The central premise is that the internet has homogenized culture—broadly defined—into a flat, boring sameness. Chayka first noticed the trend while traveling, and seeking out the much-maligned hipster coffee shops he admits he’s a fan of (I am, too). Whether he was in Mexico City or Tokyo, the reclaimed wood and the Edison bulbs that adorned these coffee shops gave Chayka a familiar sense of comfort (again, same).
But by embracing the “Instagram aesthetic,” these places felt untethered from the world, with no real personality. Throughout the book, Chayka explores how this homogenization came to be. Spoiler: It’s Instagram.
The phenomenon applies to much more than coffee shops, of course, and Chayka expands his thesis to Spotify and many other realms to get at why all forms of culture feel so same-y.

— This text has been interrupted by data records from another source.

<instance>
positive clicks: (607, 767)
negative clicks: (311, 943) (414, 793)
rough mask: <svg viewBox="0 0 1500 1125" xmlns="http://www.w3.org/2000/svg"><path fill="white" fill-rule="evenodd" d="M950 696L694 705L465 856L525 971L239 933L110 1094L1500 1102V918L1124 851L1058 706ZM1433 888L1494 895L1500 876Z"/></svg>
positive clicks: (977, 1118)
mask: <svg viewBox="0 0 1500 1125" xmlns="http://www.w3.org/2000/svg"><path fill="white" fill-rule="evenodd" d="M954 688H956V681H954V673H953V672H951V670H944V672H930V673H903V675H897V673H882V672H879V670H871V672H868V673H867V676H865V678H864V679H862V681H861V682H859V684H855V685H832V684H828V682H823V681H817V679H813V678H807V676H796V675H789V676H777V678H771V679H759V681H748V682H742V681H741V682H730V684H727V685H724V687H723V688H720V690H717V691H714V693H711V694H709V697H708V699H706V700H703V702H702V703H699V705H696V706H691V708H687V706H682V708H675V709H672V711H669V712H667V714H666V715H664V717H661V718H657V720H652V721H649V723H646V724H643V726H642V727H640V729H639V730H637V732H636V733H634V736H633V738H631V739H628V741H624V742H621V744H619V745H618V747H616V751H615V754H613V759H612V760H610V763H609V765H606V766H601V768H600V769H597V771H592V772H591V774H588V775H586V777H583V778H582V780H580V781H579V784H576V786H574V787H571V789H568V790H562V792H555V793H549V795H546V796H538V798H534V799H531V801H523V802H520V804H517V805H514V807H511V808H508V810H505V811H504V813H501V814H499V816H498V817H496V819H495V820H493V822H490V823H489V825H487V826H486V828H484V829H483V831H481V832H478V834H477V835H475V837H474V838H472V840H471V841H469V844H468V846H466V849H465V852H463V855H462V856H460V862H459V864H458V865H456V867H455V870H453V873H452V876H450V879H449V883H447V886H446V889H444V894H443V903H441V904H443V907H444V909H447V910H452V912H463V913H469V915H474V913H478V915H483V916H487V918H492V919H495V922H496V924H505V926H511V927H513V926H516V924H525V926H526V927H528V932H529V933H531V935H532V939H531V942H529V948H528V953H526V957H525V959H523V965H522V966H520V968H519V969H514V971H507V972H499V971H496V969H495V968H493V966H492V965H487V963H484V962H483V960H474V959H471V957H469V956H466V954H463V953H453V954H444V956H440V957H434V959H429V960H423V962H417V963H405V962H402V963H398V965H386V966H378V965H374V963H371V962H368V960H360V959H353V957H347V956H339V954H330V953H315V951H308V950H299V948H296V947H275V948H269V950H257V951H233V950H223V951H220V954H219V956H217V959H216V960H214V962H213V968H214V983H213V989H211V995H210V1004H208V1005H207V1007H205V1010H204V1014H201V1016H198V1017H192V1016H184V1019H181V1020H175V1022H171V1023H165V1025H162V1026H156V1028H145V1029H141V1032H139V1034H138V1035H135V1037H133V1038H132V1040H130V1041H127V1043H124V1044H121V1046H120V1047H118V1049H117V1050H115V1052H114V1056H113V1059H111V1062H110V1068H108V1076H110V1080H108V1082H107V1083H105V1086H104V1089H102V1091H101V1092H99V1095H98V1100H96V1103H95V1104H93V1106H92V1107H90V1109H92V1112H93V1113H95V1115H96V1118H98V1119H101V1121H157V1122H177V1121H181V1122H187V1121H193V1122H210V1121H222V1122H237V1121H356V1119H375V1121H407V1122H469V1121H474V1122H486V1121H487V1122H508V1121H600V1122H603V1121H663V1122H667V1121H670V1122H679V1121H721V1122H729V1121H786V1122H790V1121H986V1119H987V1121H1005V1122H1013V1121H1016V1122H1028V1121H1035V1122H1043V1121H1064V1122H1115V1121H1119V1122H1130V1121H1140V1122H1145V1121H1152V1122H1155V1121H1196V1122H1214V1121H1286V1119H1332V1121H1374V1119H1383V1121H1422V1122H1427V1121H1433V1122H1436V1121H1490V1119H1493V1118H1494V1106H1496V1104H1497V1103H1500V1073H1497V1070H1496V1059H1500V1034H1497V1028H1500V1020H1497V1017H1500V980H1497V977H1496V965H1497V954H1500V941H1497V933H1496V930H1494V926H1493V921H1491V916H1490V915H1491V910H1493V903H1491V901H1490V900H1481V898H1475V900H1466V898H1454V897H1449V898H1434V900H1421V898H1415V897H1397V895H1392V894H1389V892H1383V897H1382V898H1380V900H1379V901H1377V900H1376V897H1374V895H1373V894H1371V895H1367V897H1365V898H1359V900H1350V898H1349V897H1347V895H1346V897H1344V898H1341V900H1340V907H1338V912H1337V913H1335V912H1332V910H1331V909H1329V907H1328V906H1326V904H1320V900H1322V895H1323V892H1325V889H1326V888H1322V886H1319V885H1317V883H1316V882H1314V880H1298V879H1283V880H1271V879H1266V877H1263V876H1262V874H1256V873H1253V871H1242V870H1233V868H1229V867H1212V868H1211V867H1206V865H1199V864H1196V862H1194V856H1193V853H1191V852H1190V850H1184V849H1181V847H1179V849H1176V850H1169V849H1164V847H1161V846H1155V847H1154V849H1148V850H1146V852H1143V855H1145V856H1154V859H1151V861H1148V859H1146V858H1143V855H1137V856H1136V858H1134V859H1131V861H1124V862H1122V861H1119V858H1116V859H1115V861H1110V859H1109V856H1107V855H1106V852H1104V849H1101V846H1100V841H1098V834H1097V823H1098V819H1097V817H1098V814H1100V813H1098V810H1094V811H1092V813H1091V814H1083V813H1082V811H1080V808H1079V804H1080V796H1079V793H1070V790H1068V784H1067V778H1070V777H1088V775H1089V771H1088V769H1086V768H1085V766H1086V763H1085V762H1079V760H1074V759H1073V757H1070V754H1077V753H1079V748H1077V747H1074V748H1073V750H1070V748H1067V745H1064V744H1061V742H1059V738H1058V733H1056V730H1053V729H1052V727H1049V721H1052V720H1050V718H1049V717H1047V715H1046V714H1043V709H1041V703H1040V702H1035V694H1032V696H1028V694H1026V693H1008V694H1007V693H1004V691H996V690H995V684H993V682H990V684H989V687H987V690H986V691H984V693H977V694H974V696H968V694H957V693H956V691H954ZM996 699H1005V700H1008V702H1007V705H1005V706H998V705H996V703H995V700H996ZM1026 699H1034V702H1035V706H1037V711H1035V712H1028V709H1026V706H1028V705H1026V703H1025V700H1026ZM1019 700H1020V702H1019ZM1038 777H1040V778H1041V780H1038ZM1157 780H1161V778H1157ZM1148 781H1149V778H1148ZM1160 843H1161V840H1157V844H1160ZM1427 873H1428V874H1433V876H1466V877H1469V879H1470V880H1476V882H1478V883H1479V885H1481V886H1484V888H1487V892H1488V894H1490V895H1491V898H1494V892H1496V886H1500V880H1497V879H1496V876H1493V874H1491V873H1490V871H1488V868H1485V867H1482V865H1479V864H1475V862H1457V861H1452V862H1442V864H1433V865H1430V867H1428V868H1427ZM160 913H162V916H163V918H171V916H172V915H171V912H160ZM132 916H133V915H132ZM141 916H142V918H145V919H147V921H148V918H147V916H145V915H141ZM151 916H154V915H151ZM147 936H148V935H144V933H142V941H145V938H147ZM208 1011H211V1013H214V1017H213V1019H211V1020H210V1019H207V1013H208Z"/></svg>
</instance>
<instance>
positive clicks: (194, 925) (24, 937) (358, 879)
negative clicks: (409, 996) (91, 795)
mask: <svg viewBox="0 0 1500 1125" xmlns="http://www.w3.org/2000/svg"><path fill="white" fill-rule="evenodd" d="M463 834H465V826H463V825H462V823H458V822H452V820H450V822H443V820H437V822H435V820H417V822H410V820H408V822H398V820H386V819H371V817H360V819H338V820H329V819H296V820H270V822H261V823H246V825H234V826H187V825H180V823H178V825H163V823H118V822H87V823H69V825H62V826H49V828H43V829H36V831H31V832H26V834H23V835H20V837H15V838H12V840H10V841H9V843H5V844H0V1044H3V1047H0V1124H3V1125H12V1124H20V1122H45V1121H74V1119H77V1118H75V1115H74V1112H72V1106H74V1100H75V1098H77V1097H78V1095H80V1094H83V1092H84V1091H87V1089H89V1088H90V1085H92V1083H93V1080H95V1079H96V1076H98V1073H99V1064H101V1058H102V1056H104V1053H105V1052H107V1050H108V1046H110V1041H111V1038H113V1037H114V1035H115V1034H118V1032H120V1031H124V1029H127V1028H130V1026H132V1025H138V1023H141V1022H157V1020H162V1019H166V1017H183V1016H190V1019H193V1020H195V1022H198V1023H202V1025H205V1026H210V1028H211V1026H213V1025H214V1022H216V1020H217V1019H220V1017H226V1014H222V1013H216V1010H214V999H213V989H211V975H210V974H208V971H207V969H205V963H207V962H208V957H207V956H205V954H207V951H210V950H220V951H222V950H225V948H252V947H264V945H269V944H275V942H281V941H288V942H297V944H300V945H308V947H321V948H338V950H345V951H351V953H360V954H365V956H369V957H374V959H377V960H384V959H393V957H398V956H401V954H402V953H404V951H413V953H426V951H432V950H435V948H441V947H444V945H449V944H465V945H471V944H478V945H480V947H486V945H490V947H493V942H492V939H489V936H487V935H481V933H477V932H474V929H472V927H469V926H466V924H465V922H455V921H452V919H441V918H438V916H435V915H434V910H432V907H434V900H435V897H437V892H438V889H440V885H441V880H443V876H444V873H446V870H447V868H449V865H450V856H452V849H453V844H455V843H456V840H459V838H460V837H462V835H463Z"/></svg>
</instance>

It’s not an accident: It’s the incentives of a globalized economy powered by the internet that got us here.
Again, there’s not a ton of revelation here, but there’s something satisfying about Chayka connecting the dots. He’s at his best towards the end of the book, when he makes the costs of all this flattening evident through personal anecdotes, especially when he describes how a particular cultural artifact impacted him in a way that algorithms can never replicate.
Here’s Chayka describing his first encounter with a John Coltrane piece, heard over his car radio:
That night, a jazz track started with a series of pounding piano chords and a drum backbeat alongside percussive thunks from an upright bass. Then a single horn melody traced over the background like a shooting star or a bird whirling against a clear sky. Though structurally it was a standard jazz quartet, it was unlike anything I had ever heard before. The track kept unspooling as I drove, charging along every time I thought it might stop, moving through periods of rhythmic calm and then into discordant horn solos that only dipped occasionally into recognizable melody. It lasted more than thirteen minutes, bringing me all the way back into the driveway. When the song finally subsided, the woman’s voice on the radio explained that it was John Coltrane’s recording of “My Favorite Things.”
Not necessarily a jazz fan at that point, Chayka only heard the piece because a DJ at a radio station he knew and trusted played it. In other words, he had a chance encounter with a piece of art that moved him precisely because it wasn’t in his usual wheelhouse. Spotify could never.
As the internet ages, we’re seeing with more and more clarity what we’re losing to algorithms, to digital frictionlessness, to outsourcing our creative exploration to tech firms. There’s something comforting in naming the loss, so that we can reclaim what was once ours.